After the Second World War, Sisak was a fully industrialized city, whose economy depended most on industrial production. After the war, the accelerated reconstruction and industrialization of the city began, and the main branches remain the metallurgical, oil, chemical, food and wood industries. The port of Sisak is still of great importance. During the Croatian Spring, political activity was extremely lively in Sisak, because there were powerful members of both sides in the city. In general, the "springers" were gathered around the Refinery and its management, and their opponents around the Ironworks, which reflected the national structure of employees in these companies.

In the Greater Serbia aggression on Croatia, industrial plants came under attack again, especially the Sisak Refinery, but also residential buildings and churches, and many Sisak people were killed. The "Thunder" unit had its headquarters in the city. Petrinja, which is just over 10 km away, was occupied, and Sisak was under almost constant general danger.

After the Homeland War, the city was deindustrialized and gradually transformed, which left negative consequences on its development and the position of the population.

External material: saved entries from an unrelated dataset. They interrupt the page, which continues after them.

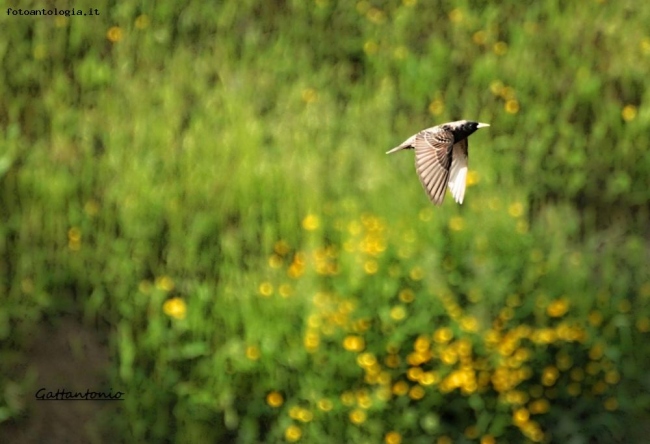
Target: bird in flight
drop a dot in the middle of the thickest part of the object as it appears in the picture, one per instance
(441, 158)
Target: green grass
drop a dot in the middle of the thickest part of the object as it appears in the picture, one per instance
(209, 184)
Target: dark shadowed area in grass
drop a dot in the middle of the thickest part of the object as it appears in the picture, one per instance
(198, 211)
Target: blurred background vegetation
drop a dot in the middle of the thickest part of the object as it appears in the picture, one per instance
(204, 185)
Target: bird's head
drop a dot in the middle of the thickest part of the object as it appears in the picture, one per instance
(462, 129)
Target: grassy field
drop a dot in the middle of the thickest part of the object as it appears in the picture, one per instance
(206, 188)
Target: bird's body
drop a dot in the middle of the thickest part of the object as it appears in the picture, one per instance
(441, 158)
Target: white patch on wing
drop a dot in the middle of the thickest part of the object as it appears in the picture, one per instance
(457, 183)
(458, 171)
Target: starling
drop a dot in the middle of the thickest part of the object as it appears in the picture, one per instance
(441, 158)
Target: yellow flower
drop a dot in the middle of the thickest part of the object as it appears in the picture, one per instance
(357, 416)
(398, 313)
(366, 360)
(325, 405)
(175, 308)
(274, 399)
(550, 375)
(417, 392)
(114, 34)
(558, 308)
(629, 113)
(393, 438)
(293, 433)
(520, 416)
(354, 343)
(443, 335)
(312, 341)
(310, 222)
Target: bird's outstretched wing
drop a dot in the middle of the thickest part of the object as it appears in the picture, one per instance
(458, 171)
(432, 161)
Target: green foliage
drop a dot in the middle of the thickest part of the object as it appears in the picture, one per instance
(209, 183)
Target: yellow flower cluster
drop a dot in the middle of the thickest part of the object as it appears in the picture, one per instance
(465, 354)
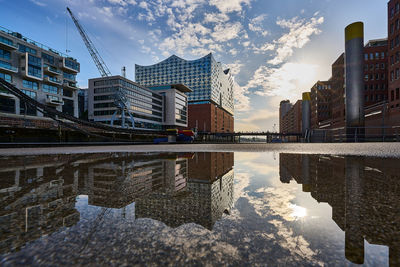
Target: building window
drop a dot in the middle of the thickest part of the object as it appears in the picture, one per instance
(5, 54)
(6, 77)
(30, 85)
(50, 89)
(24, 49)
(48, 59)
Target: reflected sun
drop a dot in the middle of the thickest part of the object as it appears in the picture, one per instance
(297, 211)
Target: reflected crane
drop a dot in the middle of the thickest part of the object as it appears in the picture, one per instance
(121, 101)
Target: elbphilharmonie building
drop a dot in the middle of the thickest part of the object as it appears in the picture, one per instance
(211, 105)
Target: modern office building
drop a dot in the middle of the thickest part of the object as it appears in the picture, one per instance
(165, 106)
(211, 104)
(83, 97)
(40, 72)
(284, 107)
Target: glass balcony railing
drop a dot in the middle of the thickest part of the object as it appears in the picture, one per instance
(51, 69)
(52, 79)
(7, 66)
(7, 42)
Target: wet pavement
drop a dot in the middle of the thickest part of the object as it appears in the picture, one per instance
(203, 208)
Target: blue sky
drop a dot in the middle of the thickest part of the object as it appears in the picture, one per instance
(276, 48)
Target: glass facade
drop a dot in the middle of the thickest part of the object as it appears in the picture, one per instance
(45, 73)
(204, 76)
(144, 105)
(34, 66)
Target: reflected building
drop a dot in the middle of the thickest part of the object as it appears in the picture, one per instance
(363, 193)
(38, 193)
(208, 194)
(37, 197)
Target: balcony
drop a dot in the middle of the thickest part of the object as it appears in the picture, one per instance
(7, 44)
(54, 102)
(52, 70)
(52, 80)
(70, 85)
(7, 67)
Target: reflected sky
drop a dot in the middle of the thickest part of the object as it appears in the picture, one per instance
(192, 208)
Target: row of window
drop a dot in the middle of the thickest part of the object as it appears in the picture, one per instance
(392, 96)
(376, 56)
(135, 115)
(381, 86)
(375, 97)
(6, 77)
(375, 76)
(374, 66)
(394, 10)
(5, 54)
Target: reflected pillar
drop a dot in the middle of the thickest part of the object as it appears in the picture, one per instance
(305, 173)
(354, 240)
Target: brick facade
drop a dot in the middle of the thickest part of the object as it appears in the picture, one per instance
(210, 118)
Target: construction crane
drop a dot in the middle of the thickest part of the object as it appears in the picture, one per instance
(120, 100)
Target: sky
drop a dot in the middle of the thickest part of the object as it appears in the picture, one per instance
(276, 49)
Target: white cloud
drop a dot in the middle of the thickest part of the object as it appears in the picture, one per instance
(226, 32)
(288, 81)
(38, 3)
(118, 2)
(215, 18)
(228, 6)
(299, 34)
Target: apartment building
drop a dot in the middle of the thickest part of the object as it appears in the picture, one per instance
(40, 72)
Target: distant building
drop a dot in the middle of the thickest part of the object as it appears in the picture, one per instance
(375, 71)
(211, 104)
(284, 107)
(165, 106)
(338, 98)
(394, 66)
(40, 72)
(83, 103)
(292, 120)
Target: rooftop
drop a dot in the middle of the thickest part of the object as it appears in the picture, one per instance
(30, 41)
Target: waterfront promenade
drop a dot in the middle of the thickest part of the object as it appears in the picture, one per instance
(357, 149)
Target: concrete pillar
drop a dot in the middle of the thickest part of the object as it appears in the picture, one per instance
(354, 240)
(306, 112)
(354, 36)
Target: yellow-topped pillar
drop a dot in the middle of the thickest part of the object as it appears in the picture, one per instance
(306, 112)
(354, 62)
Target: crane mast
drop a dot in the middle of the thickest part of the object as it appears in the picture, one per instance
(101, 66)
(121, 101)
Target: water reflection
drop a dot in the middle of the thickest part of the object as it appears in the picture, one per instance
(38, 193)
(363, 193)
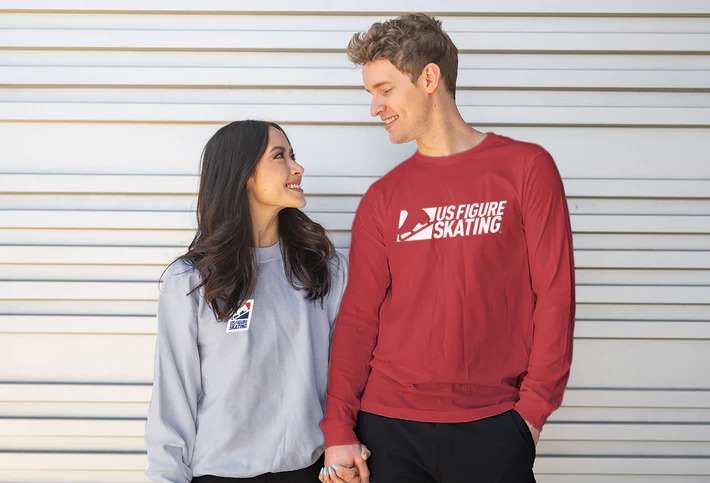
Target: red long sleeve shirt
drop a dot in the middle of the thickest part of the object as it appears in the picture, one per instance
(460, 296)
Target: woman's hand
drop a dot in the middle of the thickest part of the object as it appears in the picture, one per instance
(346, 464)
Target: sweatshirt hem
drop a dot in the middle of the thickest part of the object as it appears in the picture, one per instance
(422, 415)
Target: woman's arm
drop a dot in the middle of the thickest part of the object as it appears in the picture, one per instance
(170, 428)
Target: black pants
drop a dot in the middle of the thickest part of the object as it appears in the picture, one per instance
(498, 449)
(305, 475)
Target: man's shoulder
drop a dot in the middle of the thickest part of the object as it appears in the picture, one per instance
(393, 177)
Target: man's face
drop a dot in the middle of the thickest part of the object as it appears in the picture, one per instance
(403, 106)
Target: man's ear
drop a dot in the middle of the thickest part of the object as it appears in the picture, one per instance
(430, 77)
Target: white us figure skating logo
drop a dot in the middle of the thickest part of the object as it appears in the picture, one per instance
(451, 221)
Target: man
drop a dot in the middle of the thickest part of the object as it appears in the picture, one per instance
(454, 338)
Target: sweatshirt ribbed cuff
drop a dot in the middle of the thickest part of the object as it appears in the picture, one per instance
(337, 433)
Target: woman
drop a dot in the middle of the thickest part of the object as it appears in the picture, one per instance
(244, 323)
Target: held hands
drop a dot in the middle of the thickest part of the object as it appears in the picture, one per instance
(346, 464)
(534, 431)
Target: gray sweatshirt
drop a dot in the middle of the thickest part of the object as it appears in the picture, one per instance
(242, 398)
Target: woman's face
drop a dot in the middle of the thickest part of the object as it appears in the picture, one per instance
(276, 182)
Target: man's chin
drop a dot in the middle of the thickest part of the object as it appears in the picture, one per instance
(399, 139)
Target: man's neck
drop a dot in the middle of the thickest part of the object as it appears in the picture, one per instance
(448, 133)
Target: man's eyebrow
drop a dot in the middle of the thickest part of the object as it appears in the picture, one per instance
(281, 148)
(379, 84)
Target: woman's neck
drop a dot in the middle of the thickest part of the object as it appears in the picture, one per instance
(265, 227)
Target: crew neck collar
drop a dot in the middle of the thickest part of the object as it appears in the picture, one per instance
(266, 254)
(453, 158)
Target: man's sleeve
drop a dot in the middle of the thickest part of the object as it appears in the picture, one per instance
(549, 243)
(357, 324)
(170, 428)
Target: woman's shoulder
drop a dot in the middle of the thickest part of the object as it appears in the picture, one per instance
(339, 267)
(179, 278)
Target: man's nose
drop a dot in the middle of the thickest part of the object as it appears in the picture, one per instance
(375, 107)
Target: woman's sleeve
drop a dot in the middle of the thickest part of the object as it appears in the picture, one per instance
(170, 428)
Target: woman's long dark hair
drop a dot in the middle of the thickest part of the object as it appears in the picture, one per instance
(222, 250)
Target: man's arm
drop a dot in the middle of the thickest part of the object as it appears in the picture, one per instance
(549, 243)
(356, 330)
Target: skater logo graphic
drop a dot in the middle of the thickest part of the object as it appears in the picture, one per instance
(451, 221)
(417, 226)
(239, 322)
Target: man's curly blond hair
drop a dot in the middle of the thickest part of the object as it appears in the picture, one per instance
(410, 42)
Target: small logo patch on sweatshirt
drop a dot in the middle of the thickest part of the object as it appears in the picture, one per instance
(239, 322)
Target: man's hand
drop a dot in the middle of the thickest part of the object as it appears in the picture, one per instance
(534, 431)
(346, 464)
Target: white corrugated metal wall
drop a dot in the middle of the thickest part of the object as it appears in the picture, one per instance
(104, 109)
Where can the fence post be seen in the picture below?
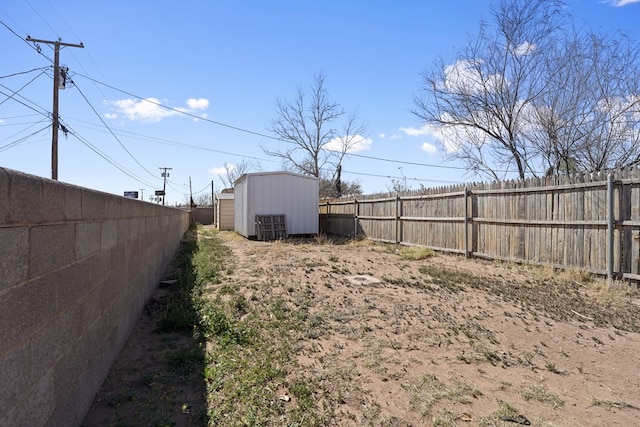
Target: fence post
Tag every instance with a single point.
(466, 222)
(610, 220)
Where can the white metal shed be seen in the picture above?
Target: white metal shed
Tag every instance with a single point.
(276, 193)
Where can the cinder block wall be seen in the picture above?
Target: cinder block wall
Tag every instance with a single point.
(77, 267)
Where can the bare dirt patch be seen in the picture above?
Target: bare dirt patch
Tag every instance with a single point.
(441, 341)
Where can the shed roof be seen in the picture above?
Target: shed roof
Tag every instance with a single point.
(298, 175)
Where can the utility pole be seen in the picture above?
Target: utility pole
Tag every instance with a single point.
(164, 174)
(56, 86)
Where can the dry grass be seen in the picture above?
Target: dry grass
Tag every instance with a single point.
(437, 340)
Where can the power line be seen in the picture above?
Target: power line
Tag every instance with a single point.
(22, 139)
(36, 48)
(265, 135)
(110, 131)
(107, 158)
(25, 85)
(23, 72)
(56, 86)
(44, 112)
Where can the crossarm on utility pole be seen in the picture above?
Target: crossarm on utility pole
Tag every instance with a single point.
(55, 123)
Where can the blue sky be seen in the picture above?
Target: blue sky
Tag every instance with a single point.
(224, 63)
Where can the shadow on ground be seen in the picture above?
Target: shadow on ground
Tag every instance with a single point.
(158, 379)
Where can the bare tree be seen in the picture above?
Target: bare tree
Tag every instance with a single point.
(478, 102)
(233, 172)
(317, 131)
(589, 120)
(535, 97)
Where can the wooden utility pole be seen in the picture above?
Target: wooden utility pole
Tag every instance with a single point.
(56, 85)
(164, 174)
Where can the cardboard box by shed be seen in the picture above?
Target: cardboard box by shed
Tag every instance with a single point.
(275, 194)
(224, 211)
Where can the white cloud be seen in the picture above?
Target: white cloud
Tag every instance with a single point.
(198, 103)
(356, 143)
(422, 130)
(429, 148)
(620, 3)
(525, 49)
(465, 77)
(220, 170)
(151, 109)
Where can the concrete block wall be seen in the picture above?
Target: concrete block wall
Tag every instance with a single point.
(77, 267)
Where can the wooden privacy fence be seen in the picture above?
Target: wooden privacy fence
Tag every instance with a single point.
(589, 222)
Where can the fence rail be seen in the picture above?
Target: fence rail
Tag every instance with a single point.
(589, 222)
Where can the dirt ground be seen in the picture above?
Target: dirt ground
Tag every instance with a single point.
(437, 341)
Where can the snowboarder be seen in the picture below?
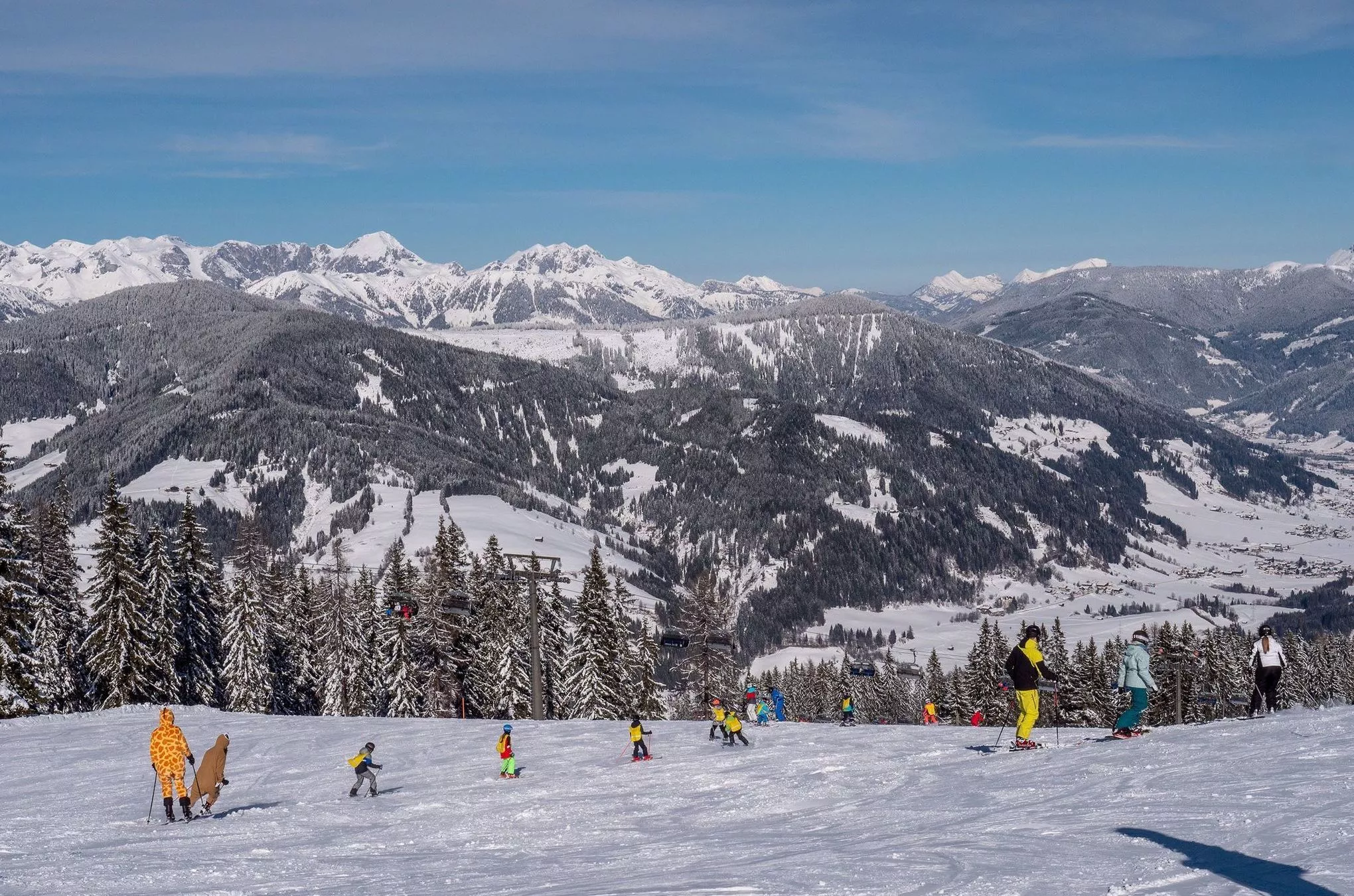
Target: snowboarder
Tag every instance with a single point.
(212, 775)
(168, 750)
(734, 729)
(1269, 662)
(1135, 677)
(1027, 666)
(637, 738)
(718, 713)
(510, 760)
(848, 709)
(363, 765)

On January 5, 2018, the Zagreb County State's Attorney's Office, due to rocketing of the wider area of ​​Sisak in 1993 (September 10, 1993) and 1995, in which eight civilians were killed and several civilian objects were hit, near which there were no legitimate military targets , launched an investigation against six high-ranking commanders, the so-called Serbian Army of Krajina: General Milan Celeketic, who is already on trial in absentia for rocketing Zagreb in 1995, Slobodan Tarbuk, war commander of the Petrinja garrison, previously convicted of crimes against Croatian civilians in the Petrinja area, Ilija Isak, commander of the 39th Banija Corps. Serbian Army of Krajina, Colonel Žarko Gačić (December 10, 1994) Celeketić sent a letter to the 40th Personnel Center of the VJ General Staff (General Momčilo Perišić) with a proposal to promote Colonel Gačić to the rank of VJ Major General), Milorad Janković, Commander of the 31st Petrinja Brigade and Jovan Pavlice, commander of the Mixed Artillery Division of the 31st Petrinja Brigade.

In the post-war period, through transformation, the presence of heavy industry in the city did not facilitate the transition, and many lost their jobs. This period is especially characterized by the case of the Ironworks and multiple attempts to save it.